En aquel modesto laboratorio de biología siempre había un feto. Un feto en un frasco transparente, lleno de un líquido también transparente. Esa era una de las cosas que aprendíamos entonces en el liceo, que los fetos existen, como una partícula de fe, tirada al azar. Y si mirábamos alrededor, rápido, no encontrábamos, en todo el sitio, nada que nos pareciera igual de interesante. Ni una mariposa disecada, ni una larva antigua, nada.
Sólo era eso allí, navegando tranquilo, custodiado por el vidrio, pálido y probablemente frío, mostrándonos lo que fuimos, lo que supimos ser, lo que podríamos haber sido para siempre, un día. Una lasca de tiempo. Un tiempo interrumpido, posiblemente.
Algunos lo miraban sin curiosidad, sonreían y se dispersaban enseguida. Otros nos acercábamos y lo mirábamos fijamente, con pudor, con timidez, con extrañeza. Ese frasco desnudo. Ninguno pensaba en el aborto, esa era una palabra tabú, todavía, un tema prohibido. No había connotaciones de ese tipo, sólo era el impacto visual de aquel cuerpo redondo y bien formado, un bebé grande, de unos seis o siete meses, quizás, delicado y grotesco al mismo tiempo.
Cada vez que nos avisaban que ese día habría laboratorio, podíamos sentir, otra vez, el eléctrico recorrido del vidrio y el feto. Íbamos por los corredores pensando eso. Entrábamos al laboratorio y, antes de poder verlo, lo veíamos. Éramos ese feto, entonces. Un bebé blanco y dormido que espera algo, todavía. Qué plácido, qué tranquilo está. Y enseguida pensábamos, o sentíamos, que quizás no fuese tan malo ser un feto. Y que entonces nacer era el problema. Vivir, hacerse grande, envejecer, ver envejecer a los demás.
Las miradas se detenían después, pensativas, como si compararan cosas desiguales. Un hilo mental separado de toda biología. Y hasta alguno pudo haber imaginado el alma, el almita vibrando todavía dentro de aquel pequeño cuerpo, aleteando un poco, allí, como un pájaro inquieto. Y siempre, en algún momento, con poética curiosidad, alguien acercaba un dedo y lo tocaba, el frasco blanco. Y enseguida lo tocábamos todos, como si lo palpáramos, como si le buscáramos dolores imposibles. Y entonces le hablábamos, le decíamos que sí, o que definitivamente no. Le decíamos que no sabíamos y nos reíamos, nerviosos y algo tristes.

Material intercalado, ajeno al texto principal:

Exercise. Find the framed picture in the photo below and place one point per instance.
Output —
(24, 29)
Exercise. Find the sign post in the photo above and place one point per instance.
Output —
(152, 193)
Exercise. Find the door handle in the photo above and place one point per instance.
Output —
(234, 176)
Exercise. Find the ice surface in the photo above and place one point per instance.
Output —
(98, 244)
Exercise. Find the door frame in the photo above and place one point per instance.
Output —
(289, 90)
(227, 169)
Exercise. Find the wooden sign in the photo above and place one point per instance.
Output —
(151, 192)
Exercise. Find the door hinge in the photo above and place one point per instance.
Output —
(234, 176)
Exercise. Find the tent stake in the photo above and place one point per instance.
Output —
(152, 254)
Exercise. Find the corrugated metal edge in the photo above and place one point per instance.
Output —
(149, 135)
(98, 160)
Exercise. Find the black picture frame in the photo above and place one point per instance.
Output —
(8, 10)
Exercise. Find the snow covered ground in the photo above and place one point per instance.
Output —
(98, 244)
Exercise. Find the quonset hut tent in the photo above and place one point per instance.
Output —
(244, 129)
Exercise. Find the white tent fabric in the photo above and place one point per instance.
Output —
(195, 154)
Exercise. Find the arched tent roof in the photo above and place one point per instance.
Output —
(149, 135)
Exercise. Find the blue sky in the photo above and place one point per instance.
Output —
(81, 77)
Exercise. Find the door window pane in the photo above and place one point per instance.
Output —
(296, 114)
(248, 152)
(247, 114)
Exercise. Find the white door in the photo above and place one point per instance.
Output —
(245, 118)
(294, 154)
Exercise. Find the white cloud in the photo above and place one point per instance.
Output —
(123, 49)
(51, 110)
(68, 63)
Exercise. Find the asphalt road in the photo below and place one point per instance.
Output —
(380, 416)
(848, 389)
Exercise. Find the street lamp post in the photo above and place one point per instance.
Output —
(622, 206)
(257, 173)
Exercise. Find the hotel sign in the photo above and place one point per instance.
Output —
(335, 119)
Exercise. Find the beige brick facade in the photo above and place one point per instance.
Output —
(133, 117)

La profesora de Biología enseñaba otros temas, insistía en ese conocimiento que crece cada día. Pero nosotros, antiguos niños, nos distraíamos, vigilábamos al feto que sueña, lo convertíamos en un chiste, le inventábamos un pasado, le pronosticábamos un futuro. Lo elevábamos como una cometa y nos quedábamos viendo su movimiento hacia arriba y hacia abajo, errático y ordenado, hablándonos de nuestros padres, de nuestros hermanos, de nosotros mismos. Diciéndonos esa verdad confusa, peligrosa. Que nosotros y la vida, y el mundo y todo, quizás, no merecían la pena. Que, quizás, nada de todo eso merecía la pena.
Una sombra melancólica volvía a sobrevolar el liceo. Aquella era una amenaza conocida. ¿Para qué?, ¿para qué el esfuerzo, la constancia, la perseverancia? El interés, ¿para qué el interés?, ¿por qué?, ¿sobre qué interesarse? Y aquello era como el reverso de un reflejo de luz, un halo oscuro, denso, que nos rodeaba y nos cubría. Suspirábamos, entonces. Suspirábamos sin darnos cuenta de que lo hacíamos.
Sin embargo, rápido y sin motivos aparentes, regresaba otra vez el entusiasmo. Claro que sí, claro que valía la pena, parecíamos pensar de golpe, sin decirlo. El tiempo no era una cosa tan mala después de todo. Quedarse detenido era el problema. Pobre feto enfrascado, silenciado. Interrumpido por y para la biología. Nos aflojábamos, entonces, nos sentíamos aliviados. Y uno hacía un chiste y enseguida nos movíamos, todos, superficiales y graciosos, nos dispersábamos en el interior del laboratorio, y buscábamos ya otra cosa, una mariposa disecada, una larva antigua, algo.